Muitas pessoas rezam pra se livrarem do mal que as perseguem. Rezam pra não serem roubadas, pra não morrerem e não perderem um braço enquanto atravessam a rua. Eu apenas espero que aconteça. Mas nem tudo era só desgraça, quando a minha cabeça não está para explodir, minhas manhãs são bem rentáveis. Embora tenha bebido algumas misturas noite passada, acordei incrivelmente bem. Ainda não conseguia tira da cabeça a feia do dia anterior, aquela aberração me vinha de minuto em minuto. Pensei em tudo mais, até esquecer. Manhã nublada, sem dor de cabeça só ficaria melhor depois de tomar um café com leite e alguns salgados na padaria rotineira. Pedi que pendurasse na conta, como fazia todo dia. Dessa vez foi diferente. Fui ao banheiro e quando voltei não vi ninguém, olhei pro chão e todos estavam estirados com a mão na cabeça. Era igual filme de ação. Cheguei a esboçar um sorriso, quando um filho da puta me catou o pescoço e, antes que eu percebesse, estava mais caído que todo o resto.
Tava tudo tranquilo, eram três encapuzados, mas não estavam roubando meu dinheiro. Era apenas um pouco de ação pra apimentar meu dia. O azar foi que um deles, o mais tapado, inventou de levantar o capuz. Logo tomou um supetão do mais mandão e baixou aquela merda, mas não foi rápido o suficiente. Meus olhos perceberam direitinho quem era. Eu perdi cento e alguma coisa naquela noite. Levaram-me o dinheiro e comeram o resto de comida que tinha nos armários. Eu falei que ia pegar esses bastardos. Levantei tranquilamente e me dirigi pro que parecia ser o chefe da trupe. Não demorou muito pra que me apontasse aquele cano furado, o pior é que era de plástico, com certeza era também no dia que invadiram meu apartamento. Eu era um fodido. Taquei a mão no meio da fuça dele.

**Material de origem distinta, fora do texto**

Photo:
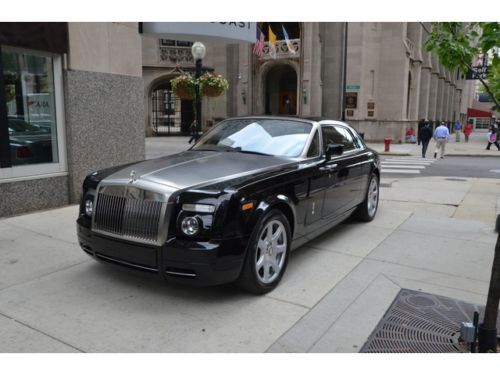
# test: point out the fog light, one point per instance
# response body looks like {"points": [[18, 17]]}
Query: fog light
{"points": [[88, 207], [190, 226]]}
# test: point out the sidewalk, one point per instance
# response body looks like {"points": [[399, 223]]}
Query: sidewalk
{"points": [[475, 147], [439, 239]]}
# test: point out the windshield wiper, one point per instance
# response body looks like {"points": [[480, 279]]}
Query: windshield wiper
{"points": [[252, 152], [231, 149]]}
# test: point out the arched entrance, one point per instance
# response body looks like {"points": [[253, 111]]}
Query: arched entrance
{"points": [[169, 114], [281, 91]]}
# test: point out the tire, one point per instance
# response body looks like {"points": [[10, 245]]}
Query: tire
{"points": [[267, 257], [367, 210]]}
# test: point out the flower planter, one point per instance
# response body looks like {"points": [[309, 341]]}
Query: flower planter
{"points": [[184, 93], [212, 91]]}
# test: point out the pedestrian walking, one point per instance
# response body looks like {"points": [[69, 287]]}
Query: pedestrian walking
{"points": [[425, 135], [194, 132], [468, 130], [410, 136], [492, 136], [421, 124], [441, 136], [457, 127]]}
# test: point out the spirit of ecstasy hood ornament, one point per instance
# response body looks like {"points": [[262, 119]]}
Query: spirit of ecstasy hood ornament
{"points": [[133, 176]]}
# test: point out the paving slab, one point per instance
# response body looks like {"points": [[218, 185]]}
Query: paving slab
{"points": [[26, 255], [355, 239], [58, 224], [468, 230], [432, 253], [422, 208], [351, 330], [19, 338], [96, 308], [311, 274], [388, 218]]}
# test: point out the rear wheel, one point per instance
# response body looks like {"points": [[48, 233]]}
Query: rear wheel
{"points": [[267, 254], [367, 210]]}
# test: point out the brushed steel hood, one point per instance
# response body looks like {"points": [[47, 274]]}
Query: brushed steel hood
{"points": [[196, 168]]}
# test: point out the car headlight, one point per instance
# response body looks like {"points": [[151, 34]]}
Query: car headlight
{"points": [[190, 225], [202, 208], [88, 207]]}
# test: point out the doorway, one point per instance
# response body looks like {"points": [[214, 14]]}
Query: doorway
{"points": [[169, 114], [281, 91]]}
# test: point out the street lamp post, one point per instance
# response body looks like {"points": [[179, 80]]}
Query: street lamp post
{"points": [[198, 51]]}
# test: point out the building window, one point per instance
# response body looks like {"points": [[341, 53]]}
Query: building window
{"points": [[34, 121]]}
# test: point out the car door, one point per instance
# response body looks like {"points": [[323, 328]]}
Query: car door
{"points": [[355, 168], [335, 192]]}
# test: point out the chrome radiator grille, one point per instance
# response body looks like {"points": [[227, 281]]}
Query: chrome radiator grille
{"points": [[130, 213]]}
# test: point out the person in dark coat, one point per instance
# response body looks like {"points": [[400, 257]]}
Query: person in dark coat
{"points": [[425, 135], [194, 132], [493, 136]]}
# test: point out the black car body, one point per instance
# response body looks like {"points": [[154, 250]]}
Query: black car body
{"points": [[217, 212]]}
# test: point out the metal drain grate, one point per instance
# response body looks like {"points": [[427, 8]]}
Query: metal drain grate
{"points": [[420, 322]]}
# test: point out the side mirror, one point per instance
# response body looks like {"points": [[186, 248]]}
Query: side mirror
{"points": [[333, 149]]}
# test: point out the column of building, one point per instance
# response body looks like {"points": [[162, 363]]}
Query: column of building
{"points": [[414, 33], [433, 90], [425, 85]]}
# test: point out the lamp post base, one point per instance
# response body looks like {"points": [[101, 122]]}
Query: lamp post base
{"points": [[487, 340]]}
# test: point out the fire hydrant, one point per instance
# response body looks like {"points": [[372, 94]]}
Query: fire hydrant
{"points": [[387, 143]]}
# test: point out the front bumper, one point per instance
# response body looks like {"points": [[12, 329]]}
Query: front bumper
{"points": [[190, 262]]}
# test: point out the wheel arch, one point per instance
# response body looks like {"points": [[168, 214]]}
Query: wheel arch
{"points": [[279, 202]]}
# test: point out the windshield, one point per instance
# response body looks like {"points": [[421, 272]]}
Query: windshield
{"points": [[263, 136]]}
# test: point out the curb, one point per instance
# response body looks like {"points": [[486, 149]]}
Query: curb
{"points": [[447, 155]]}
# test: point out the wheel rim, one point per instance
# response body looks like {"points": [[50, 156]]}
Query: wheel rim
{"points": [[271, 251], [372, 197]]}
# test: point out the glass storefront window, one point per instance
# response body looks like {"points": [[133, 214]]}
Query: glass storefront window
{"points": [[30, 102]]}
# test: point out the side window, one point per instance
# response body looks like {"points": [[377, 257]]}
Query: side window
{"points": [[331, 135], [314, 147], [347, 138]]}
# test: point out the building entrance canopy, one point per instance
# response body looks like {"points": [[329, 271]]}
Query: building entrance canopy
{"points": [[230, 32]]}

Foi nessa hora que percebi uns dois ou três clientes, dos mais covardes se esvaindo pela porta. Continuei batendo no palhaço. A raiva, por ora, havia me tomado de tal forma que nem pensei naqueles outros dois comparsas dele. Nem deu tempo. Uma cadeira quebrou na minha nuca e a última coisa que vi, foram dois ou três pés vindos em direção ao meu nariz.
Não sei o tempo que se passou, mas me acordaram na hora mais inconveniente possível. Sonhava com ela, o pior é que a feia, aquela do outro dia, estava no sonho. Não gostei nada disso. Ambas ali, em minha frente e a tensão não me deixava ver o que poderia acontecer. Um espirro de água na minha cara apagou qualquer imagem que já tivera das duas mulheres. Pra meu espanto eu ainda estava jogado na padaria. Vi dois pés ao meu lado e uma vassoura. A bagunça fora feia. Nada que não estivesse acostumado. Levantei e sem ver quem havia me acordado, sai porta afora. Acho que tinha me livrado de pagar a conta. Ou será que lembraram de anotar no caderninho?
Fui pra casa, era a única coisa que me restava fazer. Passava do meio dia, o que significava que fiquei algumas horas apagado. A dor de cabeça só me fazia pensar em tomar alguma coisa, mas para meu espanto a secura na garganta não pedia por álcool, não desta vez. Servi um copo de água e tomei alguns goles. Tentei cochilar e voltar à visão dela. Nada veio. Nada além do correio, uma resposta. Finalmente uma resposta. Tinha um telefone e um endereço. Dizia pra entrar em contato a partir do próximo dia. Hoje era vinte e três, não lembro o mês, mas era inverno. Dia vinte e quatro seria memorável. Seria uma reconciliação? Gostaria que fosse. Fazia tempo, mas ainda não esquecera o cheiro que deixava na minha roupa de cama. O fedor do meu apartamento sumia só de tê-la ali. Eu comi alguma coisa que achei na despensa. Esperei o próximo dia olhando algo. Não sei o quê, apenas olhava alguma coisa. No final das contas lembrei-me dela de novo, não dela, mas da feia. A feia do outro dia. Ela não saía da minha cabeça. Talvez fosse a necessidade, precisava de uma mulher urgentemente, mas não da feia. A feia era dose, mas em último caso até servia. Amanhã eu a esqueceria. Esperava esquecer. Nada de importante aconteceu durante o resto do dia. Minha luz havia sido cortada. Somente isso. Amanhã tudo melhoraria.